Kermiac nodded, acknowledging the truth of what I said. “True. Yet if weapons are outlawed, soon only outlaws can get them—and they always do. Old Hastur’s heir so died. The Compact is only workable as long as everybody is willing to keep it. In today’s world, with Darkover on the very edge of becoming part of the Empire, it’s unenforceable. Completely unenforceable. And if you try to make an unworkable law work and fail, it encourages other men to break laws. I have no love for futile gestures, so I enforce only such laws as I can. I suspect the only answer is the one that Hastur, even though he pays lip service to Compact, is trying to spread in the Domains: make the land so safe that no man seriously needs to defend himself, and let weapons become toys of honor and tokens of manhood.”

Uneasily I touched the hilt of the sword I had worn every day of my adult life.

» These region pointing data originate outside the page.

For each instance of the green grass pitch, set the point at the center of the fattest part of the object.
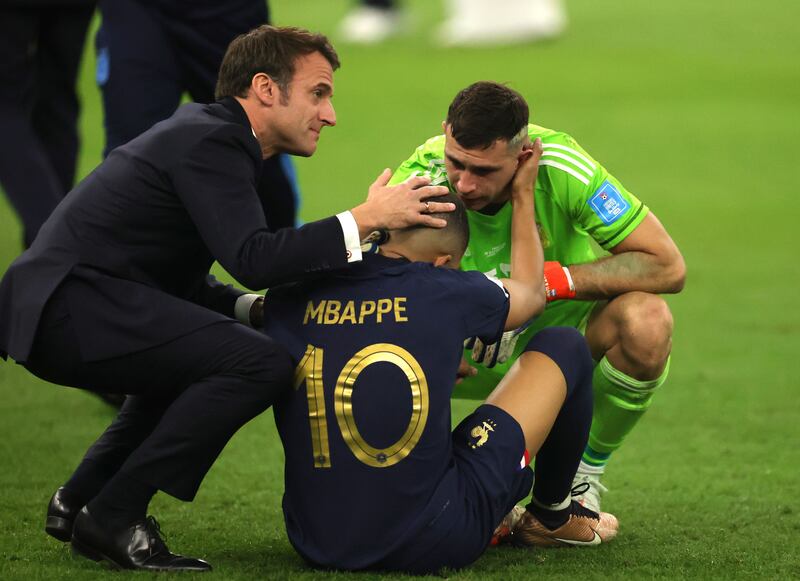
(695, 106)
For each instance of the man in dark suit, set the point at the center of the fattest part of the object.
(115, 293)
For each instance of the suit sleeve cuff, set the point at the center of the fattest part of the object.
(241, 310)
(352, 242)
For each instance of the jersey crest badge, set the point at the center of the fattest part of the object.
(608, 203)
(481, 433)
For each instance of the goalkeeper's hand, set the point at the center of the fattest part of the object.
(497, 352)
(557, 281)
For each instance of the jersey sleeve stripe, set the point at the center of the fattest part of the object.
(580, 177)
(571, 151)
(576, 163)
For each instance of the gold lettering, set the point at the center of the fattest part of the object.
(349, 313)
(332, 312)
(384, 306)
(313, 312)
(399, 307)
(367, 308)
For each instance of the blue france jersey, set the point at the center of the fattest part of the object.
(366, 429)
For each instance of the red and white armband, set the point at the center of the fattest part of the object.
(557, 281)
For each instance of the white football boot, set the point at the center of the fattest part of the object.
(592, 489)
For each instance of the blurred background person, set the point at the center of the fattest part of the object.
(41, 44)
(468, 22)
(371, 22)
(151, 52)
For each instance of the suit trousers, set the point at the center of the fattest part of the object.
(188, 396)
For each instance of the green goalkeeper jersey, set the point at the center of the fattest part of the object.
(577, 201)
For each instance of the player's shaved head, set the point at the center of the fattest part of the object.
(485, 112)
(452, 239)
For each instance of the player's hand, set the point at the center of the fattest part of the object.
(465, 370)
(401, 205)
(524, 180)
(498, 352)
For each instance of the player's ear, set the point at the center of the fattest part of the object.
(265, 89)
(443, 260)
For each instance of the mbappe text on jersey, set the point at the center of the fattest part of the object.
(332, 312)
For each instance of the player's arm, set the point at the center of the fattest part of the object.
(525, 286)
(646, 260)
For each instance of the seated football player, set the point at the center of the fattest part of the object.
(375, 479)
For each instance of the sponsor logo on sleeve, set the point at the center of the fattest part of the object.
(608, 203)
(481, 433)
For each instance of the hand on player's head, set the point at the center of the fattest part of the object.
(401, 205)
(525, 177)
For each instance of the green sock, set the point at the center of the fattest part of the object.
(619, 402)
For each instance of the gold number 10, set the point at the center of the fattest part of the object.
(309, 371)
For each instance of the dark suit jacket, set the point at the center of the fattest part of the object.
(137, 238)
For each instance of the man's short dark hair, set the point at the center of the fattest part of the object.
(485, 112)
(457, 228)
(272, 50)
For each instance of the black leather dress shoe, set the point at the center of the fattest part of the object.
(61, 513)
(138, 546)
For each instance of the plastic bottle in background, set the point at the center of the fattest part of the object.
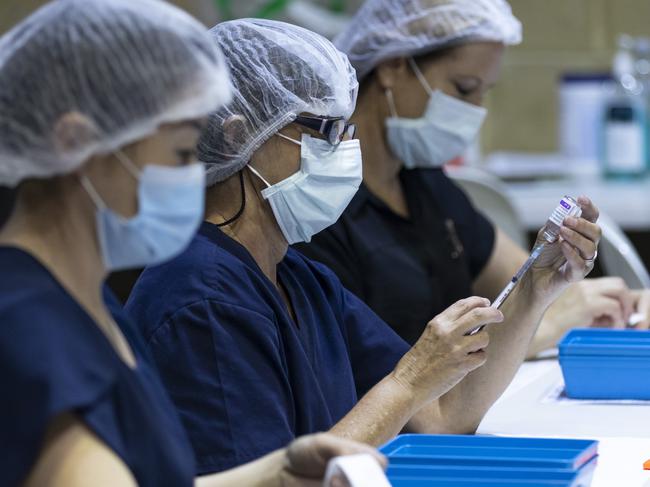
(625, 122)
(642, 73)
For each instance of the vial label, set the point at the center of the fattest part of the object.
(567, 207)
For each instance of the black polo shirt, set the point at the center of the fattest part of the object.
(408, 270)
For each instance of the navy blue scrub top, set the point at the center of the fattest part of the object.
(408, 270)
(54, 359)
(244, 376)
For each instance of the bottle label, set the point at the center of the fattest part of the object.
(624, 147)
(564, 209)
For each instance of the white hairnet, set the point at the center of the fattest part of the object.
(278, 71)
(124, 66)
(387, 29)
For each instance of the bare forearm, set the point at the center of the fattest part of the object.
(464, 406)
(380, 414)
(263, 472)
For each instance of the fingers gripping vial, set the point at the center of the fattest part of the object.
(568, 207)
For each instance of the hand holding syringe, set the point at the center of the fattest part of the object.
(568, 207)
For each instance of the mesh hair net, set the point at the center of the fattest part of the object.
(278, 71)
(120, 68)
(387, 29)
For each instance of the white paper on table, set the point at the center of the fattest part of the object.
(620, 463)
(557, 395)
(358, 470)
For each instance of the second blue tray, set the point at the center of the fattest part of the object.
(490, 451)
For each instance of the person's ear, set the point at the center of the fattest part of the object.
(72, 131)
(388, 73)
(234, 129)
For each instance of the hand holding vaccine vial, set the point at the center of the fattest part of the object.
(568, 207)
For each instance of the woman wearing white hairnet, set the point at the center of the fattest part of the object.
(100, 111)
(241, 307)
(425, 66)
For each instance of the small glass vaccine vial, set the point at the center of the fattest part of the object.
(567, 207)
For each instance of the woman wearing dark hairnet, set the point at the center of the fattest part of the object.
(241, 307)
(424, 67)
(100, 110)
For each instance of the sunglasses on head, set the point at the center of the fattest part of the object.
(335, 129)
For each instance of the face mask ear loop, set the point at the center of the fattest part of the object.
(391, 103)
(420, 76)
(92, 192)
(242, 207)
(297, 142)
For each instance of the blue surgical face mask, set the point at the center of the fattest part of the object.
(444, 132)
(315, 197)
(170, 210)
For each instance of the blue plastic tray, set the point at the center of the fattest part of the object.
(606, 364)
(419, 475)
(601, 342)
(490, 451)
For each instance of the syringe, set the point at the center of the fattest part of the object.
(567, 207)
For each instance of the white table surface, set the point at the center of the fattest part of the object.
(627, 202)
(623, 430)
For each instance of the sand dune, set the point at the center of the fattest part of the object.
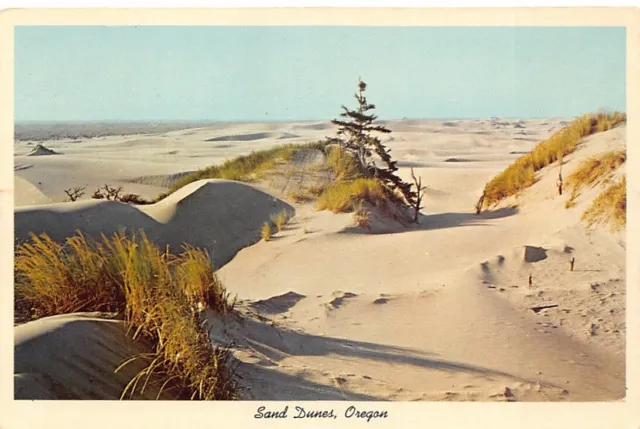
(220, 216)
(41, 150)
(76, 345)
(437, 311)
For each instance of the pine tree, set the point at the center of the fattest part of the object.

Kermiac patted my wrist affectionately. “Don’t trouble yourself, nephew. The world will go as it will, not as you or I would have it. Leave tomorrow’s troubles for tomorrow’s men to solve. I’ll leave Beltran the best world I can, but if he wants a better one he can always build it himself. I’d like to think that some day Beltran and the heir to Hastur could sit down together and build a better world, instead of spitting venom at one another between Thendara and Caer Donn. And I’d like to think that when that day comes you’ll be there to help, whether you’re standing behind Beltran or young Hastur. Just that you’ll be there.”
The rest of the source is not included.